All of the trout in the reservoir are naturally spawned in the North Fork of the Shoshone River. Buffalo Bill is the only reservoir in the state not stocked by the Game and Fish. The last year it was stocked was in 1995.
The department has decided to use volunteers to assist in the gillnetting effort. Cooper, a Clark resident who works for the Park County Road and Bridge department in Powell, is just one of many volunteers willing to help. Beyond providing much needed help, adventure on the lake and a few walleye filets are the sole payoffs for volunteers.
Several of the walleye brought in went home with project volunteers. Others are donated to raptor programs including the Draper Natural History Museum at the Buffalo Bill Center of the West and Ironside Bird Rescue.
Back at the Game and Fish’s Cody office, scores of healthy males, dwarfed side by side with ripe females, were aligned in size categories awaiting the removal of their otoliths. Electrofishing on Thursday night and retrieval of gill nets Friday morning resulted in capturing almost 70 males and just under 20 females.
Fisheries biologist Travis Neebling, the department’s reservoir specialist, will do the tedious work of testing the otoliths. While the age of a walleye can be determined by checking scales, testing the ear bones is a much more precise way to check age, Neebling said.
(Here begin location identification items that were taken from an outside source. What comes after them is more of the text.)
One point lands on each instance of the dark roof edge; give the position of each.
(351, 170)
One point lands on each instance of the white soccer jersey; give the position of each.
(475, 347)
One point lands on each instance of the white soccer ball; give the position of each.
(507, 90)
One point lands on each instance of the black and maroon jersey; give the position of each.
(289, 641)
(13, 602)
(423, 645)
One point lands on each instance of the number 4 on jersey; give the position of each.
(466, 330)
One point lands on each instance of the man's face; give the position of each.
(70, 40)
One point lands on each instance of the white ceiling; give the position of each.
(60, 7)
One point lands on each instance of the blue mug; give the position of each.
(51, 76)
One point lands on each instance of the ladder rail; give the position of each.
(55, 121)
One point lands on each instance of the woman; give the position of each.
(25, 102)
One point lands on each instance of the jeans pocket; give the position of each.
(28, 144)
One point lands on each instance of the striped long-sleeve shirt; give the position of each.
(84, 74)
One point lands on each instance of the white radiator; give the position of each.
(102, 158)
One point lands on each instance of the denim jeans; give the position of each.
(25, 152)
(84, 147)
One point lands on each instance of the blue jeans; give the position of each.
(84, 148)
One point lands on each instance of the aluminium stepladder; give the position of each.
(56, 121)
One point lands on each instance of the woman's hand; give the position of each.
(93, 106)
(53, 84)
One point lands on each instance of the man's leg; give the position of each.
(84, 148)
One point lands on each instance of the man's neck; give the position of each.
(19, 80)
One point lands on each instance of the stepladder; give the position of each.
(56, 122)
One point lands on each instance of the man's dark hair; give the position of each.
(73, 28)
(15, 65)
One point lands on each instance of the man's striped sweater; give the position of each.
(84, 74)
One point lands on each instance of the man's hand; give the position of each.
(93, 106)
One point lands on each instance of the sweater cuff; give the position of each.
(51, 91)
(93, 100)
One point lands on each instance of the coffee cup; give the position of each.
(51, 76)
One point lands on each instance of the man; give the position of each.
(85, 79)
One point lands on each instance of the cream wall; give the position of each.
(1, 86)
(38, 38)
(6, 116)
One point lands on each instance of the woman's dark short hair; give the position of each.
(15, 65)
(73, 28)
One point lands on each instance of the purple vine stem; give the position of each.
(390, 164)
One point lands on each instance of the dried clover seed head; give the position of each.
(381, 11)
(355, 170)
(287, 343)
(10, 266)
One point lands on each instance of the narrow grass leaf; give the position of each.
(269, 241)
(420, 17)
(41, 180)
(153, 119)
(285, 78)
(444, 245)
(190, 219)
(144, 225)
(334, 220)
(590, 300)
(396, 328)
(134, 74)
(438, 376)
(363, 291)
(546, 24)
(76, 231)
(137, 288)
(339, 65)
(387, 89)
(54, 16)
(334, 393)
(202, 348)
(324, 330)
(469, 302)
Each tiny bone is sliced thin and viewed by microscope. Otolith isotopes can also be tested for clues to where the fish originated.
The delicate operation of removing the otoliths will shed a lot of information on the walleyes’ lives. Previous studies of otoliths showed walleye were illegally stocked in the reservoir multiple times about 15 years ago. The crime was detected roughly a decade ago.
By the end of Friday, water temperatures were reaching optimal spawning temperatures and the spawn was in full swing at the reservoir. Crews would be deployed through the weekend as weather allowed. They only call off efforts if it’s determined operations would be dangerous.
Nets will continue to be deployed through the next couple weeks. Burckhardt encourages fishermen to get in on the action, but asks them to avoid the nets if possible; each net costs the department more than $400.